## Create an Excel of unqiue records from Qdrant
### To generate the Excel file in this notebook's directory:
1. Choose local or cloud
2. Select the qdrant collection name 
3. Click `Run All` in the notebook

## 0. Imports and Configs


In [1]:
import os
import library_utils as lib


# Config Qdrant``
QDRANT_URL = os.getenv("QDRANT_URL")
QDRANT_API_KEY = os.getenv("QDRANT_API_KEY")
# QDRANT_URL = st.secrets["QDRANT_URL"]
# QDRANT_API_KEY = st.secrets["QDRANT_API_KEY"]
QDRANT_PATH = "/Users/drew_wilkins/Drews_Files/Drew/Python/Localcode/Drews_Tools/qdrant_ASK_lib_tools/qdrant_db"


# Configure access to push changes to Github
GITHUB_ACCESS_TOKEN_ASK_LIBRARYCATALOG = os.getenv(
    "GITHUB_ACCESS_TOKEN_ASK_LIBRARYCATALOG")
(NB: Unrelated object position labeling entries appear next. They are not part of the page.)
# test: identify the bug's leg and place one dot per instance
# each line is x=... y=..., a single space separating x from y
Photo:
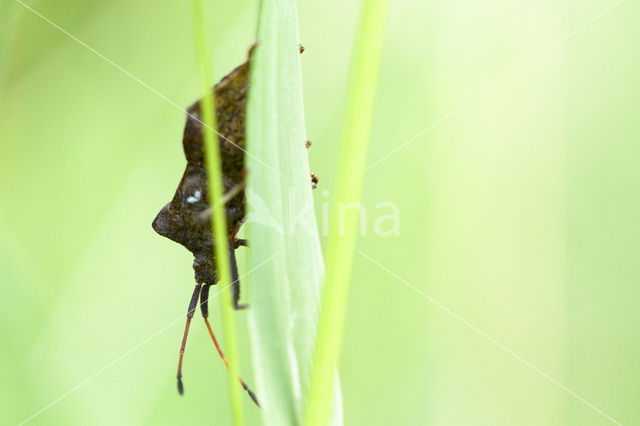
x=235 y=279
x=240 y=242
x=204 y=307
x=192 y=307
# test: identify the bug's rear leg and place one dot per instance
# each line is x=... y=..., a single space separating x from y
x=235 y=279
x=204 y=307
x=193 y=304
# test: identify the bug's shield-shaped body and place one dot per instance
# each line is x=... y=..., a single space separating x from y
x=182 y=219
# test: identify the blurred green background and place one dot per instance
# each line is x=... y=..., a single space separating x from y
x=519 y=212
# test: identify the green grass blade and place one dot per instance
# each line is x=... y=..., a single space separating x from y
x=215 y=196
x=281 y=223
x=340 y=246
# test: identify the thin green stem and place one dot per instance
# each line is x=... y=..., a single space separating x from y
x=219 y=225
x=348 y=188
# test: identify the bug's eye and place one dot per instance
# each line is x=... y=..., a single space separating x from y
x=194 y=197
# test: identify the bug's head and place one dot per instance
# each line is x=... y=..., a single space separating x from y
x=180 y=219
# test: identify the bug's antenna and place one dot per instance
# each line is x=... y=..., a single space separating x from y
x=192 y=307
x=204 y=307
## 1. Choose Local or Cloud

In [2]:
%pip install qdrant_client -q --upgrade

Note: you may need to restart the kernel to use updated packages.


In [3]:
from qdrant_client import QdrantClient

# Your choice of parameters here affects the rest of the notebook.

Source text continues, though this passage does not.